Fahim Saleh, CEO of Gokada and other tech companies was brutally murdered in his apartment sometimes in July. His head and limbs were also cut from his body, allegedly by his executive assistant who was later apprehended.
Even though the world seems to have forgotten about his death, Ruby Angela Saleh, sister of the deceased Fahim Saleh can’t seem to get over the deep pains and sorrow the death of her brother brought to her. Expressing her emotions, Ruby Angela Saleh took to her Medium page to pen down an emotional tribute to her brother.
Narrating how she got to know about her brother’s death through a phone call that shattered her life, she also spoke about the relationship she shared with the deceased. “Oh, L, who would do this to my baby, my poor baby, my poor sweet brother?” I replied to one of my best friends. “This still feels like a nightmare I will wake up from…my poor sweet baby,” she wrote.
Speaking about Fahim Saleh’s drive for success, she wrote “We settled in Louisiana, where our father pursued a PhD in Computer Science while our mother worked at a local laundromat. Our family of five lived on my father’s small stipend, the minimum wage my mother earned folding other people’s clothes, and some loans from relatives. That first summer, I babysat for one dollar an hour. For a long time, I owned only five t-shirts and two pairs of pants. The stress my father endured during those years in Louisiana was palpable in every corner of our tiny two-bedroom apartment. “No one moves to America this late,” my father would lament, referring to relocating a family of five instead of a newly married couple, as most of his peers had done. “You don’t get anything free in America. It will take us many many years to feel established here,” he would say, his elbows planted on the dining table. He would close his eyes and massage his temples with his thumbs, the rest of his fingers forming a tepee around his forehead. It was difficult for Fahim and me to see our father in constant hardship. Wishing to ease his burden and pain drove both of us to succeed.”
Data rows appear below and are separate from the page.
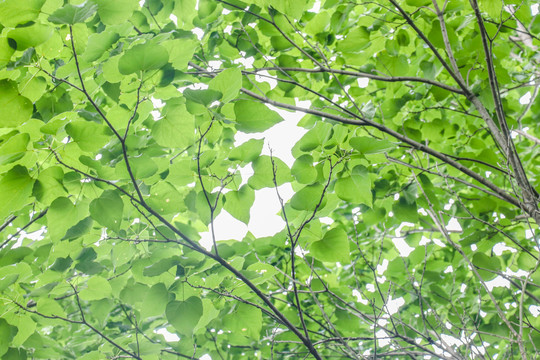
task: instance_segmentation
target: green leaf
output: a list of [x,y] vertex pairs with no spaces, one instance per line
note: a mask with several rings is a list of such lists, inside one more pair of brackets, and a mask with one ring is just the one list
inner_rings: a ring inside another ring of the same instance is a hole
[[242,72],[238,68],[223,70],[208,84],[209,89],[219,91],[223,94],[221,99],[223,103],[228,103],[236,98],[241,87]]
[[0,342],[0,356],[8,351],[9,344],[16,334],[17,328],[9,325],[6,320],[0,318],[0,339],[2,339],[2,342]]
[[86,289],[81,290],[79,297],[82,300],[93,301],[110,297],[112,294],[111,284],[107,279],[94,276],[88,280]]
[[183,92],[183,95],[186,97],[186,99],[202,104],[204,106],[209,106],[214,101],[221,99],[221,96],[222,96],[221,92],[211,90],[211,89],[204,89],[204,90],[185,89]]
[[350,176],[338,179],[335,190],[342,200],[372,206],[371,179],[367,169],[361,165],[355,166]]
[[370,34],[365,26],[356,26],[337,45],[337,50],[345,53],[357,53],[369,43]]
[[239,100],[234,104],[236,127],[246,133],[262,132],[270,129],[283,118],[266,105],[251,100]]
[[65,198],[54,200],[47,212],[47,229],[52,239],[62,239],[68,229],[82,219],[82,209]]
[[165,313],[180,334],[189,336],[203,315],[203,304],[201,299],[192,296],[185,301],[171,301]]
[[169,302],[169,292],[162,283],[153,285],[146,293],[142,304],[143,318],[159,316],[165,313],[167,303]]
[[7,37],[15,42],[17,51],[24,51],[30,47],[43,44],[53,34],[53,29],[44,24],[33,24],[11,30]]
[[244,303],[239,303],[236,310],[226,318],[230,331],[236,335],[244,335],[252,339],[261,337],[262,313],[261,310]]
[[15,283],[19,278],[19,274],[6,274],[0,277],[0,291],[4,291],[9,286]]
[[62,168],[51,166],[39,173],[32,193],[39,202],[49,205],[56,198],[67,195],[63,179]]
[[349,239],[342,228],[328,230],[323,238],[311,244],[309,252],[318,260],[325,262],[351,262]]
[[9,46],[9,40],[6,37],[0,37],[0,67],[4,67],[10,60],[15,49]]
[[144,43],[127,50],[118,61],[118,71],[129,75],[139,71],[157,70],[169,60],[167,50],[158,44]]
[[34,179],[28,175],[25,167],[15,165],[9,170],[0,180],[0,219],[30,203],[33,186]]
[[0,81],[0,108],[0,128],[18,127],[32,115],[32,102],[21,96],[17,86],[9,80]]
[[67,4],[64,7],[56,10],[49,16],[49,21],[54,24],[77,24],[85,22],[89,17],[94,15],[97,10],[97,5],[91,2],[85,2],[82,5]]
[[98,5],[98,14],[105,25],[122,24],[127,21],[133,11],[137,9],[138,2],[132,0],[92,0]]
[[116,191],[106,190],[90,203],[90,215],[100,225],[116,232],[122,224],[124,202]]
[[229,160],[240,160],[249,163],[259,157],[264,145],[264,139],[249,139],[240,146],[237,146],[229,153]]
[[37,19],[45,0],[4,0],[0,3],[0,24],[15,27]]
[[225,194],[225,210],[244,224],[249,223],[251,206],[255,201],[255,192],[247,185],[238,191],[229,191]]
[[291,174],[300,184],[311,184],[317,179],[317,169],[313,166],[311,155],[302,155],[294,162]]
[[378,140],[367,136],[354,137],[349,140],[349,143],[361,154],[379,154],[396,148],[396,145],[388,140]]
[[103,31],[90,35],[82,59],[86,62],[99,59],[118,39],[120,39],[120,36],[111,31]]
[[166,109],[165,117],[152,126],[156,142],[164,147],[185,148],[195,141],[195,123],[185,106],[175,105]]
[[0,145],[0,165],[5,165],[19,160],[26,153],[30,135],[27,133],[17,134]]
[[300,189],[291,198],[291,207],[295,210],[313,211],[319,205],[318,210],[322,209],[326,203],[325,199],[321,202],[321,195],[324,186],[321,184],[308,185]]
[[97,151],[109,142],[108,128],[85,120],[75,120],[66,125],[66,132],[83,151]]
[[175,39],[167,40],[162,45],[169,51],[171,65],[177,70],[185,70],[199,42],[191,39]]

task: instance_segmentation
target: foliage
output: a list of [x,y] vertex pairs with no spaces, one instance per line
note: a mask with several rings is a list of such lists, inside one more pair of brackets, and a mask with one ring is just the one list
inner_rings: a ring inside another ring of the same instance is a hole
[[1,1],[0,357],[535,358],[532,3]]

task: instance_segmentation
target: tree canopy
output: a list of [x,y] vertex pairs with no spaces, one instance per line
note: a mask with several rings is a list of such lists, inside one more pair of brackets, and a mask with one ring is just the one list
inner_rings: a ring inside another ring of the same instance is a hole
[[[538,356],[538,4],[3,0],[0,30],[1,359]],[[266,188],[283,227],[216,241]]]

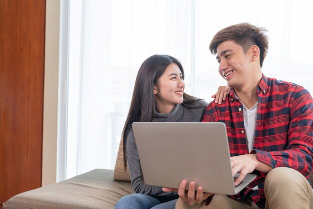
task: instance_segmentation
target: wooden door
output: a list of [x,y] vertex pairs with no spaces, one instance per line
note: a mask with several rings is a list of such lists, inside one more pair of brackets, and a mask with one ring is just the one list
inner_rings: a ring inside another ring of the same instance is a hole
[[41,185],[45,12],[0,1],[0,205]]

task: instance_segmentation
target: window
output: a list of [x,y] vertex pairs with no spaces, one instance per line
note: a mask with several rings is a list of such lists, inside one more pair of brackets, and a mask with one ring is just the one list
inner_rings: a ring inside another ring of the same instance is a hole
[[310,2],[77,0],[70,5],[66,178],[114,168],[137,71],[150,56],[178,59],[186,91],[210,101],[226,83],[208,44],[228,26],[266,28],[264,74],[313,92],[313,31],[301,26],[313,20]]

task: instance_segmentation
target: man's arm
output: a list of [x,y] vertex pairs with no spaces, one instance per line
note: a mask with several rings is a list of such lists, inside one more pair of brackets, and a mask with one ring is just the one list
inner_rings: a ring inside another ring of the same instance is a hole
[[284,150],[265,151],[254,149],[256,159],[273,168],[288,167],[308,178],[313,156],[313,100],[302,88],[295,92]]

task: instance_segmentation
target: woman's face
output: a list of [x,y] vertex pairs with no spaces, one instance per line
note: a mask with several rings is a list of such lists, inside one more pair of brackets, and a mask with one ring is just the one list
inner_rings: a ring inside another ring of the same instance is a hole
[[184,83],[178,66],[172,63],[166,69],[154,88],[158,112],[168,113],[174,105],[182,104]]

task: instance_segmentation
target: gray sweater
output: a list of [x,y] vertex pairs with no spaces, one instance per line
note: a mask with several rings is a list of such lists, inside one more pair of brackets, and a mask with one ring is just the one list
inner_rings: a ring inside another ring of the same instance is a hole
[[[200,121],[202,114],[208,103],[199,100],[194,107],[186,108],[181,104],[176,105],[170,113],[155,112],[154,122],[198,122]],[[139,156],[132,130],[130,130],[126,141],[126,155],[132,184],[136,193],[144,193],[150,196],[172,196],[176,192],[164,192],[162,187],[146,184],[142,182],[140,174]]]

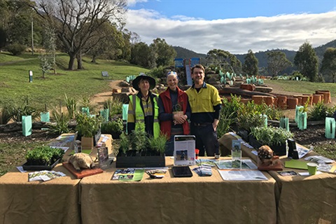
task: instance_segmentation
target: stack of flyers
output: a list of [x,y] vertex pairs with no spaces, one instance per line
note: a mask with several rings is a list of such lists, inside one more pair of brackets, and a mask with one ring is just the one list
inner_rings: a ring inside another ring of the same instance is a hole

Speaking on her emotions after her brother’s death, she wrote, “Sometimes it still doesn’t feel real that Fahim is gone. And sometimes it feels too precisely like the cruel, heinous, and unbearable reality that it is, letting me see nothing but darkness and feel nothing but piercing pain in every quadrant of my heart. As I reminisce about Fahim, I know that he was the most special gift given to us, and then taken away.”